The recent move to the capital city of my province has been interesting to say the least. Except there is more...
So desperate to leave the toxic small town I was living in - a meddling, gossipy village where people are curious-not-so- much-caring; I took an apartment site unseen and evacuated Yappyville. I felt alone, lonely, vulnerable and exposed there. Every friend I made was just an enemy in the making, it seemed. A quote I read on the internet a while ago perhaps explained it:"there are no enemies only friends that have stopped pretending."

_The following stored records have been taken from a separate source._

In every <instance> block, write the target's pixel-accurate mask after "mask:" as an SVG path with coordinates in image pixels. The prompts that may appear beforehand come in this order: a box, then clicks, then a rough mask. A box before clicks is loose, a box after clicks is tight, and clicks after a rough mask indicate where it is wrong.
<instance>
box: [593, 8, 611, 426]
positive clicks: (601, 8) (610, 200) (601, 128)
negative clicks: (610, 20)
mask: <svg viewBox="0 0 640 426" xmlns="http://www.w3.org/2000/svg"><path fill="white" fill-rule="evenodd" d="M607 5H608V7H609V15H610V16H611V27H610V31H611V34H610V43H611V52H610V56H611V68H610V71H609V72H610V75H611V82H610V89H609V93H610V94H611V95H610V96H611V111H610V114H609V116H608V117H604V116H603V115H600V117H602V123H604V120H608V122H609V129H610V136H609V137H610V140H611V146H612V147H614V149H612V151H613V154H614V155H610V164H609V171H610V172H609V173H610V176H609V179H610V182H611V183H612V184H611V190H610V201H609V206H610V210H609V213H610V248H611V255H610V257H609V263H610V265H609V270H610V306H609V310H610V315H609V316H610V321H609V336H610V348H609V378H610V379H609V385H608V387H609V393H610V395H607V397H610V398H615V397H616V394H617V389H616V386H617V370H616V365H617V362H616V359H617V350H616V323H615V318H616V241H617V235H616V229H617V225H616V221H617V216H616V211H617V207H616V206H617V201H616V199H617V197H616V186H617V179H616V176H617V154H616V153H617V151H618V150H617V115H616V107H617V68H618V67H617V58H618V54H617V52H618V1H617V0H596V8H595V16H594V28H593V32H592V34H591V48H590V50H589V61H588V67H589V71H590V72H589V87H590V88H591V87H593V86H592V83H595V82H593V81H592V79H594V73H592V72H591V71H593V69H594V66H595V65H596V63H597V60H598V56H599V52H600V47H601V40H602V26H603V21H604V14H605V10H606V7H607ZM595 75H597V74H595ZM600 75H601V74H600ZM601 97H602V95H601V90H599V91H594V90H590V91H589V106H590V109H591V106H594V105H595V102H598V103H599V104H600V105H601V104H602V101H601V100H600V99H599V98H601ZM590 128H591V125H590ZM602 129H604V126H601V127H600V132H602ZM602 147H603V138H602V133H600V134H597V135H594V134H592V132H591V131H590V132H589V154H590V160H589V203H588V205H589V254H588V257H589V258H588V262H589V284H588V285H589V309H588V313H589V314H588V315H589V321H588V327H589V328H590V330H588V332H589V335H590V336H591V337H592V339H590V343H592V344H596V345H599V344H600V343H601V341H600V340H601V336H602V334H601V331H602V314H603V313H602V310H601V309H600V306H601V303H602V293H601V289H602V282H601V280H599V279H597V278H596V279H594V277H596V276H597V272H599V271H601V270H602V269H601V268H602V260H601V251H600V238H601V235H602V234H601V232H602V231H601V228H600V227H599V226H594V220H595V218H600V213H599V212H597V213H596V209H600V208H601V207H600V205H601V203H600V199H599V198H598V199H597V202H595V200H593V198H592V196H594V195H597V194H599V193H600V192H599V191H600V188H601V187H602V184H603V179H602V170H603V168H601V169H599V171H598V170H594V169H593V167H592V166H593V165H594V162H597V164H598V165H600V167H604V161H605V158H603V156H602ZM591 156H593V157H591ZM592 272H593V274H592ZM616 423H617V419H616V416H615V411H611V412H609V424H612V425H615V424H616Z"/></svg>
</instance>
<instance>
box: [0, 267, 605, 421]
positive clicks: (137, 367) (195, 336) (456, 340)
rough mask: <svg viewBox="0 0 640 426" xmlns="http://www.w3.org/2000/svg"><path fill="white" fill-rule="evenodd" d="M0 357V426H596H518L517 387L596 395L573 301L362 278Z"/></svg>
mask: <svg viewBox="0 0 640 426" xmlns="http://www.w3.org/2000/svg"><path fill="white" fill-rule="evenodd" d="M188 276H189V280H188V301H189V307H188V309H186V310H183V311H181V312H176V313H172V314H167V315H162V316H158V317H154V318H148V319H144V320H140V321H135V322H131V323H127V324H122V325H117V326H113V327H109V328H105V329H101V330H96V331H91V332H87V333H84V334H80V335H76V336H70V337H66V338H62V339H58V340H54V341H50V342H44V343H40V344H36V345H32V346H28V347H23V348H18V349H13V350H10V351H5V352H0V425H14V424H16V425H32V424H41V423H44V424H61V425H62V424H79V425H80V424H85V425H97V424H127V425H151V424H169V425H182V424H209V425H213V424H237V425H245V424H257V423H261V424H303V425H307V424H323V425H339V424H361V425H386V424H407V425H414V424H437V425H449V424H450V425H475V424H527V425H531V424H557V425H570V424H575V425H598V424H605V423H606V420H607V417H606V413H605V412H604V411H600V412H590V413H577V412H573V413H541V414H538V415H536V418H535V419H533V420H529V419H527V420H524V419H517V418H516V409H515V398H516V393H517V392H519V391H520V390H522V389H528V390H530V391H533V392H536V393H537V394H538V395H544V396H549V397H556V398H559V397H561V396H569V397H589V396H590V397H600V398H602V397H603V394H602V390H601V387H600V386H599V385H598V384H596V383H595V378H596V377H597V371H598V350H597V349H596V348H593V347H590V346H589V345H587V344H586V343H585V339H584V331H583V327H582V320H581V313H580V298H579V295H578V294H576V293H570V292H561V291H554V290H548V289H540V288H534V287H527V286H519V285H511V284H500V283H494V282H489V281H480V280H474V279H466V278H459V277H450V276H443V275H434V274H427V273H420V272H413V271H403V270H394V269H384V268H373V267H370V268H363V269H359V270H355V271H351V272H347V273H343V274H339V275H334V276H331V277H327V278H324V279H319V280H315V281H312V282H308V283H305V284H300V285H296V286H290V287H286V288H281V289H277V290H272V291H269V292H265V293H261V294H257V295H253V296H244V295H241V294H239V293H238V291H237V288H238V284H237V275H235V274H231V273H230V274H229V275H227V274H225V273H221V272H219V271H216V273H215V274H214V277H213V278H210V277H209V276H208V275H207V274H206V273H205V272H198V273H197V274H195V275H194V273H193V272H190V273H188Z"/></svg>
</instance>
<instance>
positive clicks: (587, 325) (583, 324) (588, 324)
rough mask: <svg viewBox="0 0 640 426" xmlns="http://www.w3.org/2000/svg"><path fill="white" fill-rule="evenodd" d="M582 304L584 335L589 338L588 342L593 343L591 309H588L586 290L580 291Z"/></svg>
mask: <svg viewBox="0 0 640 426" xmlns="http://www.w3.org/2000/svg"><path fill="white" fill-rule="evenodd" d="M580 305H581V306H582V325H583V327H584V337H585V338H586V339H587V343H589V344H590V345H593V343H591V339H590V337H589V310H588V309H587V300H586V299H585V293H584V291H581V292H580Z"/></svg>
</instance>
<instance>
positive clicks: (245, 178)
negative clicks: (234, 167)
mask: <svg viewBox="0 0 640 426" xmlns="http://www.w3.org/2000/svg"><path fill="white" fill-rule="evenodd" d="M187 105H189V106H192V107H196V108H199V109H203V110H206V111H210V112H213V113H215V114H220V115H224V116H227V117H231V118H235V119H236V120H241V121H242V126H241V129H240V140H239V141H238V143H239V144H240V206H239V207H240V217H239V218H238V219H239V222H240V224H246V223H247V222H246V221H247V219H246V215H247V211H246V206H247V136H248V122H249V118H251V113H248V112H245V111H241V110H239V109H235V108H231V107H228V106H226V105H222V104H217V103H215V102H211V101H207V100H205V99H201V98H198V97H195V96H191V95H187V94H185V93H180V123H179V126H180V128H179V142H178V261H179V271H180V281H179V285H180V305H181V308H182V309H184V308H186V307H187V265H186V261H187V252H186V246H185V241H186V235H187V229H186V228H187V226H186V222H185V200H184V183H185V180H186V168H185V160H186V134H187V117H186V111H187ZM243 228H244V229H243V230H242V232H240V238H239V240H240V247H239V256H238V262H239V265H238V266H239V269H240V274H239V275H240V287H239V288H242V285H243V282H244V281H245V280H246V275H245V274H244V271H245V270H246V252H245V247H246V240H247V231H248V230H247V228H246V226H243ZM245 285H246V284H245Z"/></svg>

Walking my dog with a service harness on has attracted some unwanted attention. A toothless meth user on a bicycle taunted me the other day: “Hey blind lady, you're so pathetic.” (I am not blind, and I wanted to ask him if he could spell pathetic) then I noticed he shouts insults at everyone, no one, and anyone. He must be filled with self loathing to be so practiced at hating others. You have to consider the source when people act ugly, because people do things based on themselves not you or I.
So I am handling city life and it's resounding anonymity better than small town over-exposure. I have liked every place I ever lived until I associated with the wrong people, tried too hard to belong or got involved in a failed romance.
There are a lot of desperadoes here - one can see the state of the economy everywhere and it is laying in the gutter. One can raise the view quite easily by raising one's eyes... so I do. The skyline is magnificent no matter what time of day and I am one in the crowd not one who stands out. At least - not usually. And when I am noticed negatively I handle it better.
"There's no such thing as a geographical cure," I have heard all my life; not sure if I agree totally. A change of scenery can be positive. It is for me.